Major Furniture Imports by Material Type In Selected Years : 2002 to 2017
In 2017, imports of household furniture rose 10.7 percent compared to only 3.8 percent growth in retail sales. The Great Recession, 2007 to 2009, brought with it a major collapse in international trade – deeply affecting both imports and exports of household furniture. In recent years, growing wages, higher employment, a boost in consumer confidence and a healthy housing market have propelled import growth. Meanwhile, exports have struggled to maintain the initial post-recession climb. This is the fourth in a series of five factoids detailing U.S. imports and exports from 2002 to 2017.
Wood Household Furniture
Wood household furniture imports totaled $11.8 billion in 2017 and are up 9 percent over the previous year. At a 38 percent share of wood furniture imports in 2017, China still owns the wood category at $4.5 billion, but has lost significant share to Vietnam. Vietnam has grown from less than 1 percent of wood furniture imports to over 25 percent from 2002 to 2017. Canada, once a major player in wood furniture, has fallen to only 6.7 percent of the total. Malaysia and Indonesia continue their steady wood niches but control less than 6 percent of wood imports each.

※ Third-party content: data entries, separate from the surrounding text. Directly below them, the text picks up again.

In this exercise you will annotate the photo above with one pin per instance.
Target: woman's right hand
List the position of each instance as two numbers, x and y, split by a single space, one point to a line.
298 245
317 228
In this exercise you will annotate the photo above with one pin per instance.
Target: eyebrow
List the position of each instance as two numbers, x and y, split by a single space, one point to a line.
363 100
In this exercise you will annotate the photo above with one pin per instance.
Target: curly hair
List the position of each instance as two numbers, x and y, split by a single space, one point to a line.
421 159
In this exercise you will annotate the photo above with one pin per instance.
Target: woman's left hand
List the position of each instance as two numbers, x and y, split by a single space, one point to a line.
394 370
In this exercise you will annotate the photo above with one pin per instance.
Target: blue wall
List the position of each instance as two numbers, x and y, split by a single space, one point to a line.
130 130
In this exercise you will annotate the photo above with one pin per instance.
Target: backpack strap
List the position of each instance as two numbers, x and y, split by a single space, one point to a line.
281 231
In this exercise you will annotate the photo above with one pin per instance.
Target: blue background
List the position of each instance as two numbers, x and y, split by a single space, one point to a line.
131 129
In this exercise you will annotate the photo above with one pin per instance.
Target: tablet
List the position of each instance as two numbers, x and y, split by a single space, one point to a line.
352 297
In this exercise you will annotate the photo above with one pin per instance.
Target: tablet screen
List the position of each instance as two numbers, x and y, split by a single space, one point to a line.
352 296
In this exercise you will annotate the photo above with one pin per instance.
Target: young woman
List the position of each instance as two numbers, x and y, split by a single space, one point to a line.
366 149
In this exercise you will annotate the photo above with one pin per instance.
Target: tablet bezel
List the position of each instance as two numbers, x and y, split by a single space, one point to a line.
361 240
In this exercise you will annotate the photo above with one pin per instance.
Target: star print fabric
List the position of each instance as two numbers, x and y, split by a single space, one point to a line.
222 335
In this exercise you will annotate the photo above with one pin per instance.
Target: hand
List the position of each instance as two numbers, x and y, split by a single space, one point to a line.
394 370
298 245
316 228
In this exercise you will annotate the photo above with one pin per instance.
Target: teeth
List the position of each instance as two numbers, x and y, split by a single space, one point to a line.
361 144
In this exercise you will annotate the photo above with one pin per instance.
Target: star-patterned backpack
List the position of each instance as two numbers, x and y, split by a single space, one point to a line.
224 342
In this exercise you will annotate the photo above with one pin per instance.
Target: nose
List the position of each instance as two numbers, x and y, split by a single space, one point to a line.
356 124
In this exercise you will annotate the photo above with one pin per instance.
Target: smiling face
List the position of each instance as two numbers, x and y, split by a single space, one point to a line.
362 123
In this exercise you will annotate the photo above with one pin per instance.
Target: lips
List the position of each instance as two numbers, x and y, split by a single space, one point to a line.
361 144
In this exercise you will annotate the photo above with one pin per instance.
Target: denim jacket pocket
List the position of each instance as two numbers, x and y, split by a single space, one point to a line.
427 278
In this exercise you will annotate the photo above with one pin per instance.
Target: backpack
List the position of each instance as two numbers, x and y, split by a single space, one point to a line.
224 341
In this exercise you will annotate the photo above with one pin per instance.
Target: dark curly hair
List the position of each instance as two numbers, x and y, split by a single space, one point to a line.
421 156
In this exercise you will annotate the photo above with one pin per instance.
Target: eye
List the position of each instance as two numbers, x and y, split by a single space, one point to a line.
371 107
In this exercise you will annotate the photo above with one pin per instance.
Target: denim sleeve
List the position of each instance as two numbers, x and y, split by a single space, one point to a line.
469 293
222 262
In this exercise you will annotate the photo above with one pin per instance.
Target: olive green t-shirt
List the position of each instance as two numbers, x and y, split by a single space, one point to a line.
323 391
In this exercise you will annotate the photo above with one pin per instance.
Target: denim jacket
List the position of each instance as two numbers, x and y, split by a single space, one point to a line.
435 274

Upholstered Household Furniture
Unlike the wood category, China has very little competition in upholstered goods in the international marketplace. Although not producing as high a market share, Vietnam has also made great strides in upholstery – growing from $7 million in 2002 to $700 million in 2017 and having a one year increase of 51.2 percent from 2016 to 2017. Once a major player, Italy was the leading exporter of upholstery to the U.S. until 2003 when China surpassed them. Once importing 28 percent of upholstered furniture, now the U.S. imports only 3 percent from Italy.
Metal Household Furniture
Even more so than upholstery, China dominates the market in imported metal household furniture with 75 percent market share. China increased from $1.7 billion in 2002 to $5.6 billion in 2017 – a jump of 225 percent in 15 years. While imports from Canada have grown since the bottom of the recession in 2009, it continues to lose market share to China. Imports from both Mexico and Taiwan have decreased since 2015, but Vietnam has maintained an annual average increase of 38 percent.